Knowing your data might be the most important quality of the new database administrator (DBA). Just like a marketing person needs to know their customers, a CEO needs to know their market; a DBA needs to truly understand their data. This article is about how knowing your data becomes even more important with cloud databases like SQL Azure Database, and NoSQL style data stores like Cassandra and Windows Azure Storage.

SQL Server

Using a scale up approach for your on-premise SQL Server database, the SQL Server DBA needed:

  • A good working understanding behind the relationships of the data, i.e. how tables related to each other. This allowed the DBA to develop foreign key to primary key relationships, one of the mantras of a relational database.
  • Understanding how data was being inserted and updated into the table allowed the DBA to optimize their queries for locking, partitions for performance, and transaction logs for growth.
  • Understanding how data was queried from the database and how paging worked, allowed the database administrator to tune the database with covered indexes and denormalization of data for better performance.
  • How much data was being added over a period of time, how to scale up the database to grow with the data and how to warehouse that data.

SQL Azure

If you are designing your SQL Azure data store for growth, you need to design in a scale out approach. For more about scale out your SQL Azure database read: Scale Out Your SQL Azure Database. Scaling out divides your data across multiple databases, a concept that SQL Azure calls federation – federation is the concept of sharding in SQL Azure. For more about SQL Azure Federation read: Intro to SQL Azure Federations: SQL Azure Federations Overview.


Federating your data breaks transaction boundaries and pushes SQL Azure towards a NoSQL database structure. The reason I call it a step toward NoSQL is that SQL Azure doesn’t allow you to have transactions that span multiple databases. The parity of transactions to a single database is caused in part because the databases exist on different hardware. If the transaction needs to travel on the network there would be considerable performance degradation. Because SQL Azure is on commodity hardware, the maximum scalable size is 50 Gigabytes. If you need a database bigger than 50 Gigabytes, you need to federate your data across multiple databases and across transaction boundaries. You lose the ACID principles of the database – closer to NoSQL than to a relational database.

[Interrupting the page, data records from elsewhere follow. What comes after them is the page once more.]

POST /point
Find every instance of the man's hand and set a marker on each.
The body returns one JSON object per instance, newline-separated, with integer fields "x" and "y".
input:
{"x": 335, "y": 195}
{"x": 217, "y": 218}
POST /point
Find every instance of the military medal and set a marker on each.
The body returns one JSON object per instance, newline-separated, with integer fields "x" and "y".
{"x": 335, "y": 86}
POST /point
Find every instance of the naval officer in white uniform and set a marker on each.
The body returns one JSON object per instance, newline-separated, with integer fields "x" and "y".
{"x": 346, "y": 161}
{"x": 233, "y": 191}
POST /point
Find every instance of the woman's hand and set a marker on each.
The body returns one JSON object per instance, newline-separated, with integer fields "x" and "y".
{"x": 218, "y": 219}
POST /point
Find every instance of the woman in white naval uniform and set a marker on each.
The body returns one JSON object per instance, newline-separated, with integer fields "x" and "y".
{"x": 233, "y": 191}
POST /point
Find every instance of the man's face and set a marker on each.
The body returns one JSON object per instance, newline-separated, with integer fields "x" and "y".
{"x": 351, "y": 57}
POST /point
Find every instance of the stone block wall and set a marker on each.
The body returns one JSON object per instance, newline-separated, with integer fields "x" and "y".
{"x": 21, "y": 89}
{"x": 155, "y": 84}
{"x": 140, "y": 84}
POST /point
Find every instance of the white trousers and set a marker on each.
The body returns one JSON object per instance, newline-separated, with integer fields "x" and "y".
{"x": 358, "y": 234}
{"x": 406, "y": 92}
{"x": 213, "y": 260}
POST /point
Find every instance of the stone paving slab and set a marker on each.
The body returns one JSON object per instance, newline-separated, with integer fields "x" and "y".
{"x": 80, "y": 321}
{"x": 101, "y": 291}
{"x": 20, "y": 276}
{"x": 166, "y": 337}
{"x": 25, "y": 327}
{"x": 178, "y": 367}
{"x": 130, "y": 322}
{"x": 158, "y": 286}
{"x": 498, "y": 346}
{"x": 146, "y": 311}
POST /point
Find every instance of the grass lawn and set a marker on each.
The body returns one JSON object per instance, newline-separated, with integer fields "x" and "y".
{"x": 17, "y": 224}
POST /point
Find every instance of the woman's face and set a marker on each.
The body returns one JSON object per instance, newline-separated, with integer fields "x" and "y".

The DBA needs to understand more about data in order to properly partition or federate the data correctly. Specifically the DBA needs to know:

  • How to distribute the data into acceptable transaction boundaries.
  • How to find the natural dividing lines of the data so that you can partition it across multiple databases.

Transaction Boundaries

Every query on SQL Azure exists within a transaction context – a principle of ACID relational databases. A transaction is treated in a coherent and reliable way, independent of other transactions. Just like SQL Server, SQL Azure is capable of creating transaction contexts for any statement that you might want to create against the database. And it can rollback any transactions where a failure might prevent the whole transaction from completing.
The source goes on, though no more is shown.